Given a datetime.time value in Python, is there a standard way to add an integer number of seconds to it, so that 11:34:59 + 3 = 11:35:02, for example?
These obvious ideas don't work:
>>> datetime.time(11, 34, 59) + 3
TypeError: unsupported operand type(s) for +: 'datetime.time' and 'int'
>>> datetime.time(11, 34, 59) + datetime.timedelta(0, 3)
TypeError: unsupported operand type(s) for +: 'datetime.time' and 'datetime.timedelta'
>>> datetime.time(11, 34, 59) + datetime.time(0, 0, 3)
TypeError: unsupported operand type(s) for +: 'datetime.time' and 'datetime.time'
In the end I have written functions like this:
def add_secs_to_time(timeval, secs_to_add):
secs = timeval.hour * 3600 + timeval.minute * 60 + timeval.second
secs += secs_to_add
return datetime.time(secs // 3600, (secs % 3600) // 60, secs % 60)

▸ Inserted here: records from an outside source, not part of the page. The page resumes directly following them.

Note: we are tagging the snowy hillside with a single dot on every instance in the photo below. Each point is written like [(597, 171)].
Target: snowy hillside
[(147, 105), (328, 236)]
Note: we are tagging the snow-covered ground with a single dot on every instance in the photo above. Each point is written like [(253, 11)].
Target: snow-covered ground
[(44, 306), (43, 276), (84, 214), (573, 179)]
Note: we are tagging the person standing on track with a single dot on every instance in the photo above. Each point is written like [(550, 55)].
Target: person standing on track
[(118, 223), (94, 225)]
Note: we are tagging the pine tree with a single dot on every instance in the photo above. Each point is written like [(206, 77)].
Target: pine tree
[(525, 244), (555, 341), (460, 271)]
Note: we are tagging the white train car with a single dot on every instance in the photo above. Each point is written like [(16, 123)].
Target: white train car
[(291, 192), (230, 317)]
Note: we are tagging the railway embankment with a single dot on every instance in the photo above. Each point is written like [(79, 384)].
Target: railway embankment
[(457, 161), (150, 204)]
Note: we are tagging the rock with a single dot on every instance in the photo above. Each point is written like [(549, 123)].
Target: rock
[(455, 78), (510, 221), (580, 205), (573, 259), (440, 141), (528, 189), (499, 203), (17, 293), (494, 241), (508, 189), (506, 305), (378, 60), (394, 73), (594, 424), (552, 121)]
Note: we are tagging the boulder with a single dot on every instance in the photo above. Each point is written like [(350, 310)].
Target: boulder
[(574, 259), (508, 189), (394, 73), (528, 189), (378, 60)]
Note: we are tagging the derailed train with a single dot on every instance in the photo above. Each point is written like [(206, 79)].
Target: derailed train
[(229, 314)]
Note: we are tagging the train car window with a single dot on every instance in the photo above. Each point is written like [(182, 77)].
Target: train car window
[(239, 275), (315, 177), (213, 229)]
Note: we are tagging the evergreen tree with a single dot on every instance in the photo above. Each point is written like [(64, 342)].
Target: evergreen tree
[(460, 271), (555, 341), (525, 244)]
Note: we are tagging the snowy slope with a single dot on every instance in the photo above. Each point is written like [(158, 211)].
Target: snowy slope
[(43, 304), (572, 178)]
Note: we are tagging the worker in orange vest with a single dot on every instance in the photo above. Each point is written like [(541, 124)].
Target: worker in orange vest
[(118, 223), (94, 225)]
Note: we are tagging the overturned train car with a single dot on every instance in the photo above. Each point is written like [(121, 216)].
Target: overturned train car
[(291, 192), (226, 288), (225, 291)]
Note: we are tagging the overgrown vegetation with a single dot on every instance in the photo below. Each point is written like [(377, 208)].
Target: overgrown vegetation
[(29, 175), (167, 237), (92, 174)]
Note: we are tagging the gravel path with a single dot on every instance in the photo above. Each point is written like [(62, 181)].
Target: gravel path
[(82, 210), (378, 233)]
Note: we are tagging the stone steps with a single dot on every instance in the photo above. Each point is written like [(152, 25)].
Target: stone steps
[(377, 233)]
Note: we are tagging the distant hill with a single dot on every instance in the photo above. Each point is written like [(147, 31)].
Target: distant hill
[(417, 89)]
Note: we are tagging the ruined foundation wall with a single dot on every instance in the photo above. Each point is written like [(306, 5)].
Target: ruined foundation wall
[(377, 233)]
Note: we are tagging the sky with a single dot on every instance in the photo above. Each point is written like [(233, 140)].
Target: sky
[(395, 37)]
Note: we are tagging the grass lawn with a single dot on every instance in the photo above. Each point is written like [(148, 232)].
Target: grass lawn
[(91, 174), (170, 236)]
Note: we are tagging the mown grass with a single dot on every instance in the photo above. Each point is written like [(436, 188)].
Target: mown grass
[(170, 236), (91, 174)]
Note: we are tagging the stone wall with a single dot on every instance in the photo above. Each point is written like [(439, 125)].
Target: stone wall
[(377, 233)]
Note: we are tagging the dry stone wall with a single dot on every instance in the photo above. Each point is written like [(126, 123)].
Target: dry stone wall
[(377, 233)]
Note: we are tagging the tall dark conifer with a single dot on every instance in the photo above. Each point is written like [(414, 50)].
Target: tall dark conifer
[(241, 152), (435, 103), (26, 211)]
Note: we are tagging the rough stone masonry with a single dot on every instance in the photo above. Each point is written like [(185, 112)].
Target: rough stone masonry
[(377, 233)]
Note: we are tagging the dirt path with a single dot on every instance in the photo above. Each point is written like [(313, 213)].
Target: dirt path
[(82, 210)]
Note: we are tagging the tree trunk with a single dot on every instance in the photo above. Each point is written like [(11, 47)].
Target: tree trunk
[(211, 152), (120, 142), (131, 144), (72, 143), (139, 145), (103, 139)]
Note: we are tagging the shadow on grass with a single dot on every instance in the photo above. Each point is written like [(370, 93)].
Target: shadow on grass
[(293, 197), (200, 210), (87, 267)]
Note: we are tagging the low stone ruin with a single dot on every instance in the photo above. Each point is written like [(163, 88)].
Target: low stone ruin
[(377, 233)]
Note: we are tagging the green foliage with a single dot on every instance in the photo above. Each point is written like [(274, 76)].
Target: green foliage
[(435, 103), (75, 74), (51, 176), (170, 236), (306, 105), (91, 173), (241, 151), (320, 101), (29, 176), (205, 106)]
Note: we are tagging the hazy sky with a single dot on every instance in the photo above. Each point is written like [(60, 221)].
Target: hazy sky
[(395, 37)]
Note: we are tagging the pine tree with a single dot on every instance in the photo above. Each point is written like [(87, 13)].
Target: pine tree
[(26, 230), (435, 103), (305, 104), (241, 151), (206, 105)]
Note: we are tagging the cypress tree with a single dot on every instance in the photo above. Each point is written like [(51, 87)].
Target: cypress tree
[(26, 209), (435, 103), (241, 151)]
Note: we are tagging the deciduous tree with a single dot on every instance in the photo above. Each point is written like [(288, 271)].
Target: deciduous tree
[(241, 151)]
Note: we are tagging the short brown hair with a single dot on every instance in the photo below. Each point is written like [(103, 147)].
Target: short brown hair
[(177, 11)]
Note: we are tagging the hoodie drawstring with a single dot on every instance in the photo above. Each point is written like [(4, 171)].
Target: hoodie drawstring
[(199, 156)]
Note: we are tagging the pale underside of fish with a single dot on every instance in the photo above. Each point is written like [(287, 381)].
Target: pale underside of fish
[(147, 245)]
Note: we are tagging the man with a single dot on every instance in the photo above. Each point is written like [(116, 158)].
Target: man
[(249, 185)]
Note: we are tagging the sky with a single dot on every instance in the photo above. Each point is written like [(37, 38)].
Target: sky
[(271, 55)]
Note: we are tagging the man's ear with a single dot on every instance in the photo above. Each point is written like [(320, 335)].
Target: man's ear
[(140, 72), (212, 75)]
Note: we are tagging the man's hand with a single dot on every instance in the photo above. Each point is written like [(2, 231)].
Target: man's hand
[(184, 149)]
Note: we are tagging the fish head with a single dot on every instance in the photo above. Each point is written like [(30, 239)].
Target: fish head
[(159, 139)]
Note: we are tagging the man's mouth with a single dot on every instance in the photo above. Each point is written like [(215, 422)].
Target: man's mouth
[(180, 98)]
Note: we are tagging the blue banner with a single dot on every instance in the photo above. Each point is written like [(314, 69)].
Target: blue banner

I can't help thinking that I'm missing an easier way to do this though.
You can use full datetime variables with timedelta, and by providing a dummy date then using time to just get the time value.
For example:
import datetime
a = datetime.datetime(100,1,1,11,34,59)
b = a + datetime.timedelta(0,3) # days, seconds, then other fields.
print(a.time())
print(b.time())
results in the two values, three seconds apart:
11:34:59
11:35:02
You could also opt for the more readable
b = a + datetime.timedelta(seconds=3)
if you're so inclined.
If you're after a function that can do this, you can look into using addSecs below:
import datetime
def addSecs(tm, secs):
fulldate = datetime.datetime(100, 1, 1, tm.hour, tm.minute, tm.second)
fulldate = fulldate + datetime.timedelta(seconds=secs)
return fulldate.time()
a = datetime.datetime.now().time()
b = addSecs(a, 300)
print(a)
print(b)
This outputs:
09:11:55.775695
09:16:55